Other cannabimimetic compounds affect different parts of the ECS in addition to the CB1 and CB2 receptors.

Piperine and Gingerol

Piperine (figure 6) is an alkaloid present in black pepper (Piper nigrum). It has anti inflammatory, analgesic, antiulcer, and anticonvulsant activities, and is also shown to have a protective effect on the liver (1,3). Similarly, gingerol (figure 7), a main phytochemical present in ginger roots, was reported to have similar effects. Previous studies have shown that both chemicals are cannabimimetic and can bind the TRPV1 receptor, a minor receptor in ECS, and increase its activity (2). It is still unclear how this affects the rest of the signalling within the ECS but agonist chemicals such as piperine and gingerol, have been shown to cause conformational change in the receptor, progressively leading to desensitization of the receptor. This makes these two compounds functional antagonists of the TRPV1 receptor if applied chronically (2).

Frank-incense

Frankincense, Boswellia carterii, is an aromatic resin extracted from the Boswelia tree (shown in figure 8). When consumed, this resin displays properties in humans resembling those of CBD Cannabis (structure of frankincense shown in figure 9), as well as antiinflammatory, antioxidant, and antiseptic effects. Research on its active components demonstrated potent agonism of one substance, incensole acetate, on the TRPV3 receptor, producing feelings or warmth in skin and mind, anxiolytic and antidepressant effects in mice models (1).

What the future holds

Researching cannabimimetic compounds gives us a better understanding of the ECS, providing insights into its functioning, the role of each receptor, signalling pathways within the body and associated physiological processes. 

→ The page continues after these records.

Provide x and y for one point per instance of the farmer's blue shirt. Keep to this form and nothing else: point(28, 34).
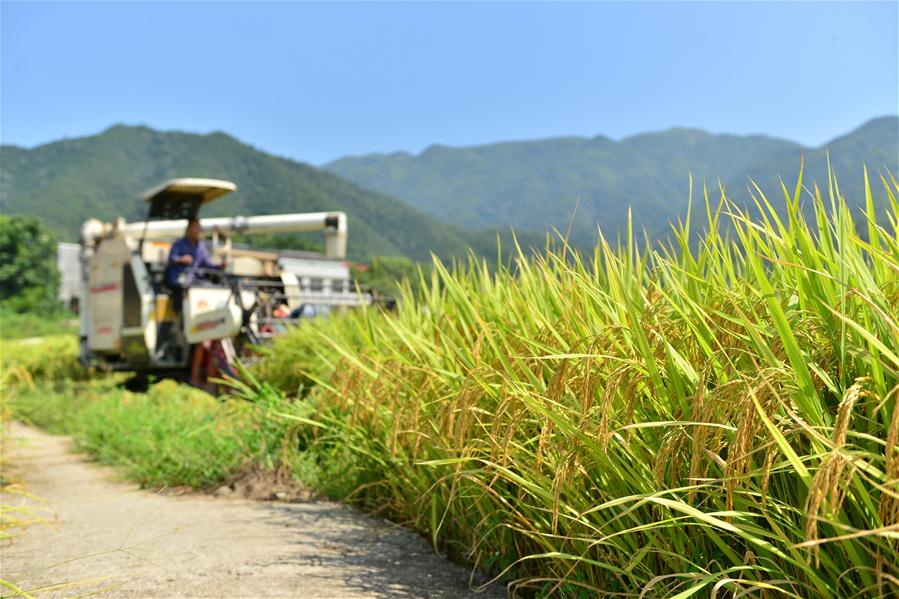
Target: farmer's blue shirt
point(183, 247)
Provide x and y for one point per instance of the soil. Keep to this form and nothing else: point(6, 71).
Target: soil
point(113, 539)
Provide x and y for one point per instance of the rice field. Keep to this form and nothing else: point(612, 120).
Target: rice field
point(719, 415)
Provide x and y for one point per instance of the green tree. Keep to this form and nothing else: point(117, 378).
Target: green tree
point(29, 277)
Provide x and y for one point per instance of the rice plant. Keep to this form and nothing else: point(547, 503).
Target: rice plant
point(716, 415)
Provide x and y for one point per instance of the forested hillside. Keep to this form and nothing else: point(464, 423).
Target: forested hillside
point(102, 176)
point(537, 184)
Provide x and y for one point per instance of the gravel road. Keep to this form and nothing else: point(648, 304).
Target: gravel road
point(112, 539)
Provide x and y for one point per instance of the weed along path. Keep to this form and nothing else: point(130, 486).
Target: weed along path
point(113, 539)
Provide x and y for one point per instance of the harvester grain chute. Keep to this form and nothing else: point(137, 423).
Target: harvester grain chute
point(134, 319)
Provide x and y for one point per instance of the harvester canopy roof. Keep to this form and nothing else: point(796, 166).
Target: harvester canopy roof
point(181, 198)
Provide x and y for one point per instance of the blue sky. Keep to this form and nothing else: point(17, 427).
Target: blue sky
point(318, 81)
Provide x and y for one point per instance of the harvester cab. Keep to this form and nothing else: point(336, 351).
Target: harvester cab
point(136, 316)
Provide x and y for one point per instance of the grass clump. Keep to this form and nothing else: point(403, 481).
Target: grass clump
point(719, 414)
point(173, 435)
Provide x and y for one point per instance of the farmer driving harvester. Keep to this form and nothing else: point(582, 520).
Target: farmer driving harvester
point(187, 255)
point(156, 300)
point(188, 259)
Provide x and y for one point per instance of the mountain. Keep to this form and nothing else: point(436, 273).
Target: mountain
point(101, 176)
point(536, 185)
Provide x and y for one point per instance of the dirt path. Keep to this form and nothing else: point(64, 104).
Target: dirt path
point(120, 541)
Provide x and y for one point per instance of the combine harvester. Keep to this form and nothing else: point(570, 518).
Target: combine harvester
point(132, 320)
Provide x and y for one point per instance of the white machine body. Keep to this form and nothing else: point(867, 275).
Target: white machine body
point(128, 317)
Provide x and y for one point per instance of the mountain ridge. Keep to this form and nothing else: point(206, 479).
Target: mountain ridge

This knowledge helps us better comprehend the body’s regulatory mechanisms and how the ECS can be influenced for therapeutic purposes. For example, research has shown that paracetamol and dipyrone, two analgesics used worldwide, indirectly impact the CB1 receptor by influencing serotonin production and other pathways that are interconnected with the ECS (6,7). A 2018 study also showed that the ECS contributes not only to paracetamol’s analgesia against acute pain but also against inflammatory pain (7).

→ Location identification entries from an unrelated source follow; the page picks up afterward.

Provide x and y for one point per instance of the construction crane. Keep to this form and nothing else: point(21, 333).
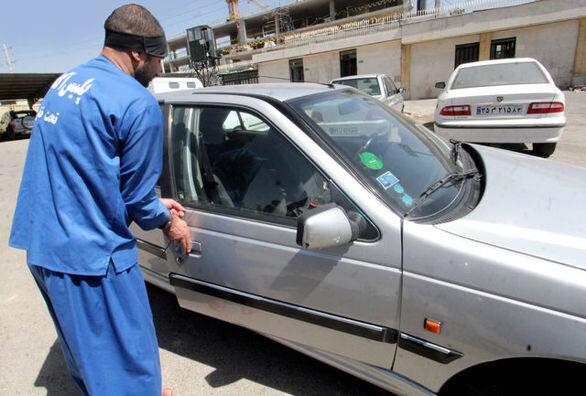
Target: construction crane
point(234, 9)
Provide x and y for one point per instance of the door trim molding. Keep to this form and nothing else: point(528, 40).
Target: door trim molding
point(334, 322)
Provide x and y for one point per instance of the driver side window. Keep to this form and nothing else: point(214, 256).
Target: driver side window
point(232, 159)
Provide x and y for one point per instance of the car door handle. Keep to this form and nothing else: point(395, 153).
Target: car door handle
point(194, 252)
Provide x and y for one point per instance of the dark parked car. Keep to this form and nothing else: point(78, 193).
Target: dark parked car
point(17, 123)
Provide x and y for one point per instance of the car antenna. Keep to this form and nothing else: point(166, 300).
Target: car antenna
point(455, 153)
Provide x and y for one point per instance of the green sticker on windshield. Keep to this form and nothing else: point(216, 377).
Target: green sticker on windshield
point(370, 160)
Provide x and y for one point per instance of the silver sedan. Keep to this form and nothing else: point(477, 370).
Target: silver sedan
point(326, 221)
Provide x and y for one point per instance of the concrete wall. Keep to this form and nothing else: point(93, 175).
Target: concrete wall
point(322, 67)
point(553, 44)
point(273, 72)
point(548, 30)
point(433, 61)
point(380, 58)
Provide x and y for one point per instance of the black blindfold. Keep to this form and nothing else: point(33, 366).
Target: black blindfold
point(154, 46)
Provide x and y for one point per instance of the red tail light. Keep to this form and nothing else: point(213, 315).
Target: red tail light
point(456, 110)
point(545, 107)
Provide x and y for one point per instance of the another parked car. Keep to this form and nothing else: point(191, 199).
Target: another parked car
point(502, 101)
point(380, 86)
point(168, 84)
point(17, 123)
point(329, 223)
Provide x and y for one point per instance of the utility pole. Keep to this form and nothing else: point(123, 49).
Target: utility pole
point(8, 59)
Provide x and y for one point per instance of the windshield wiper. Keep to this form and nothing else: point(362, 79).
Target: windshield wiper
point(450, 177)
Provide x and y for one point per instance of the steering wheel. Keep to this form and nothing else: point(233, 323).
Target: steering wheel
point(374, 137)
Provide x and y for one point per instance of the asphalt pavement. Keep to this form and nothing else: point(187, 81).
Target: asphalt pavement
point(199, 355)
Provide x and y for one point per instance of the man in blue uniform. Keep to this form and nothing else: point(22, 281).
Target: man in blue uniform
point(94, 157)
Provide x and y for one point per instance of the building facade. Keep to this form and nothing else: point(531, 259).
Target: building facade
point(420, 47)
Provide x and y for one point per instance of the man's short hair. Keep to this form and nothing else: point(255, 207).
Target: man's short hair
point(134, 19)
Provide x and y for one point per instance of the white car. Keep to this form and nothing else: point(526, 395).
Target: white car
point(502, 101)
point(379, 86)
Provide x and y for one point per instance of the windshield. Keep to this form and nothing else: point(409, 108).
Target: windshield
point(367, 85)
point(499, 74)
point(397, 157)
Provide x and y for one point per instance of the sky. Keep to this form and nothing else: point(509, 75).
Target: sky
point(54, 36)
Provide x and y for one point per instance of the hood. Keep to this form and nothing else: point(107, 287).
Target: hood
point(530, 205)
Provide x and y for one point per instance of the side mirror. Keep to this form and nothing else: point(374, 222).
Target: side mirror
point(327, 226)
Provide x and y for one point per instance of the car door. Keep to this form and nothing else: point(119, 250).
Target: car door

Similarly, cannabimimetic compounds have already shown therapeutic potential in various areas, but the exact effects of these chemicals for commercial drug production require further investigation. By studying these compounds, researchers aim to identify new treatments and develop drugs that target the ECS for specific medical conditions, for example to modulate pain management, inflammation reduction, anxiety, seizures and other pathologies affecting the central nervous system and the brain (5,6).

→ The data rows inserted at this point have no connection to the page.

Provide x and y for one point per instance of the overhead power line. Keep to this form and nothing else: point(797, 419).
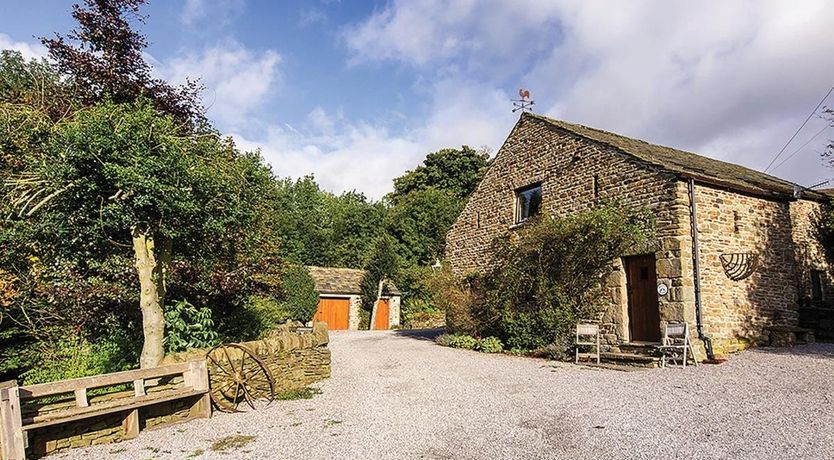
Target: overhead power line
point(800, 148)
point(800, 129)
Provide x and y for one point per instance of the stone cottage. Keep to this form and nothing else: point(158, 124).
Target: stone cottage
point(340, 299)
point(735, 253)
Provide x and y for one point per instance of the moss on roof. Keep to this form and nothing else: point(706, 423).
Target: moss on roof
point(333, 280)
point(687, 164)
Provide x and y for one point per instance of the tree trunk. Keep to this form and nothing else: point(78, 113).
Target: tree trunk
point(152, 290)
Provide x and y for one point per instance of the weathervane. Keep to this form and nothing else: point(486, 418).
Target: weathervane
point(524, 102)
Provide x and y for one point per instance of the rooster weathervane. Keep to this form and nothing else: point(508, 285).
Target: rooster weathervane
point(523, 103)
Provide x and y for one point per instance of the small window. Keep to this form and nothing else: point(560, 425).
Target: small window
point(816, 285)
point(596, 186)
point(528, 201)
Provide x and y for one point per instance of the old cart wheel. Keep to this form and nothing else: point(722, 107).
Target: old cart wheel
point(237, 375)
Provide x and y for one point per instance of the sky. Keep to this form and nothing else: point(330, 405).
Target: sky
point(357, 92)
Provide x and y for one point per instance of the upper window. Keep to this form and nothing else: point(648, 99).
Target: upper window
point(816, 284)
point(528, 201)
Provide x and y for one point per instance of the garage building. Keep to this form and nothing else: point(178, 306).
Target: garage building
point(340, 299)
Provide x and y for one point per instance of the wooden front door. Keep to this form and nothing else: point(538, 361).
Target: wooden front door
point(381, 319)
point(643, 308)
point(335, 312)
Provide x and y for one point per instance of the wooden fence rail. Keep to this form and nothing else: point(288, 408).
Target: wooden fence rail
point(14, 424)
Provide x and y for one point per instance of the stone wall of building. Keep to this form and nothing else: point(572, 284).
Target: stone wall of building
point(810, 254)
point(569, 169)
point(295, 360)
point(577, 175)
point(737, 313)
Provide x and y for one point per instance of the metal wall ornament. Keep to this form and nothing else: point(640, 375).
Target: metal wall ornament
point(740, 265)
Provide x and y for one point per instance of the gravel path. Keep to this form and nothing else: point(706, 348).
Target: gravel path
point(397, 396)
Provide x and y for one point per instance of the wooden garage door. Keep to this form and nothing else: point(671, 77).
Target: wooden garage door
point(334, 312)
point(381, 320)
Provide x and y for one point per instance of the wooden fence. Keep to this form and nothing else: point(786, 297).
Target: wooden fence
point(22, 407)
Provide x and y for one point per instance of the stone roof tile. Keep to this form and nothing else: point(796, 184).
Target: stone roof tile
point(688, 164)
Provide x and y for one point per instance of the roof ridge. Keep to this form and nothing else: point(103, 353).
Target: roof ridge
point(682, 162)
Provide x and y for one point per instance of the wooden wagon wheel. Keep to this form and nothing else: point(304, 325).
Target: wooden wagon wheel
point(238, 375)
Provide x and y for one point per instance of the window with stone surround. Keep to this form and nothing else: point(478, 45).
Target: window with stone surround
point(528, 202)
point(816, 285)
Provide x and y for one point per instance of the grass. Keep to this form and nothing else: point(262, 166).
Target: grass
point(231, 442)
point(302, 393)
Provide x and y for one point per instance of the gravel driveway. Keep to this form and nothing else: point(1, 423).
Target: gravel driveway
point(399, 396)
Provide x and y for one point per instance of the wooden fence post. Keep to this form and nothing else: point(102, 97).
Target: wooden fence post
point(12, 438)
point(198, 379)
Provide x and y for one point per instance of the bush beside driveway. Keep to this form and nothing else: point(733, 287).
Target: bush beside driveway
point(394, 395)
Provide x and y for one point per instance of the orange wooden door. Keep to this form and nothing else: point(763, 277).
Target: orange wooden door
point(381, 320)
point(334, 312)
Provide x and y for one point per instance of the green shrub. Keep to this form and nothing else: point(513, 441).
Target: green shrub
point(300, 297)
point(444, 340)
point(64, 354)
point(187, 327)
point(561, 350)
point(490, 345)
point(464, 341)
point(457, 341)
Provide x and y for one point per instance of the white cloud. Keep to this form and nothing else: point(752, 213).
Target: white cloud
point(238, 80)
point(28, 50)
point(359, 156)
point(192, 11)
point(209, 13)
point(729, 79)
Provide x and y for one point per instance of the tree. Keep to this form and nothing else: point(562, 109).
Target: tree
point(36, 84)
point(457, 171)
point(119, 176)
point(103, 58)
point(356, 224)
point(419, 222)
point(381, 266)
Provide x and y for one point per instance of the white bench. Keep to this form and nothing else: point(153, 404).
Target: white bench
point(587, 335)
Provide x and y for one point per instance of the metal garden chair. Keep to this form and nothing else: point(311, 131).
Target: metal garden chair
point(587, 335)
point(676, 344)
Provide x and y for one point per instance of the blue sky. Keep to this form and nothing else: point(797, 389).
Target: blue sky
point(358, 92)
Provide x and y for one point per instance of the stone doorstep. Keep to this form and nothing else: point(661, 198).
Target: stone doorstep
point(630, 359)
point(637, 348)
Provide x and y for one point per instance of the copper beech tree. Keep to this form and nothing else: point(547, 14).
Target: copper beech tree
point(122, 177)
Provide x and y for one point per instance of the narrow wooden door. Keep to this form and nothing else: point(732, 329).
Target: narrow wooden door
point(643, 307)
point(334, 312)
point(381, 319)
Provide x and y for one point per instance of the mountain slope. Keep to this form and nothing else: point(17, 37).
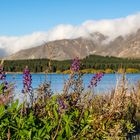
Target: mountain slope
point(128, 46)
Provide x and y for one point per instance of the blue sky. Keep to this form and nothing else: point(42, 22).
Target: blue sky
point(21, 17)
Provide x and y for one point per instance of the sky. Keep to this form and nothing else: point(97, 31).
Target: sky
point(28, 23)
point(21, 17)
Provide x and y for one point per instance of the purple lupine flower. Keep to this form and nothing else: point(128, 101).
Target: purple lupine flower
point(62, 105)
point(95, 79)
point(75, 65)
point(2, 73)
point(27, 81)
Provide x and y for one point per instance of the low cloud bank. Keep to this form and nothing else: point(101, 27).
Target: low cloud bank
point(109, 27)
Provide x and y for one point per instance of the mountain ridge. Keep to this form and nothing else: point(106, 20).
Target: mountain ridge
point(96, 43)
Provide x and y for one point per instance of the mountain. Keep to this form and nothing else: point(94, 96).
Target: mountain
point(96, 43)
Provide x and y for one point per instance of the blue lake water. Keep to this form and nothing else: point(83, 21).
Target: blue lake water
point(107, 83)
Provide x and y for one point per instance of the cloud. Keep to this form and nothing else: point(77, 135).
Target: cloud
point(109, 27)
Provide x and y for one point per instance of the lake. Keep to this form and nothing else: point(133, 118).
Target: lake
point(57, 81)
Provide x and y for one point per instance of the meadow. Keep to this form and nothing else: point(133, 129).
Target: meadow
point(75, 114)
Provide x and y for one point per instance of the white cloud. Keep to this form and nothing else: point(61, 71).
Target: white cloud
point(111, 28)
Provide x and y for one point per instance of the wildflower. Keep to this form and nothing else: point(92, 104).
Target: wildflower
point(62, 105)
point(95, 79)
point(27, 81)
point(6, 88)
point(75, 65)
point(2, 73)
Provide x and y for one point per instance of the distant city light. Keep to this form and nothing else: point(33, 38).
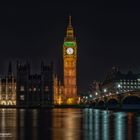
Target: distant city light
point(105, 90)
point(119, 86)
point(96, 93)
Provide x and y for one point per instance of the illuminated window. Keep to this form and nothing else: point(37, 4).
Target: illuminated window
point(34, 88)
point(22, 97)
point(46, 88)
point(22, 88)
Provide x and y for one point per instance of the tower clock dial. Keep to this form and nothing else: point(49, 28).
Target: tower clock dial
point(69, 50)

Lastly, investigating cannabimimetics helps in assessing the safety profile of these chemicals, such as potential side effects, and interactions with other medications. This knowledge is crucial for ensuring the responsible use of these compounds and minimizing potential risks. Studying cannabimimetics may lead to the development of novel drugs that target specific components of the ECS or modulate its activity in a controlled manner. This can potentially lead to more effective and targeted therapies with fewer side effects.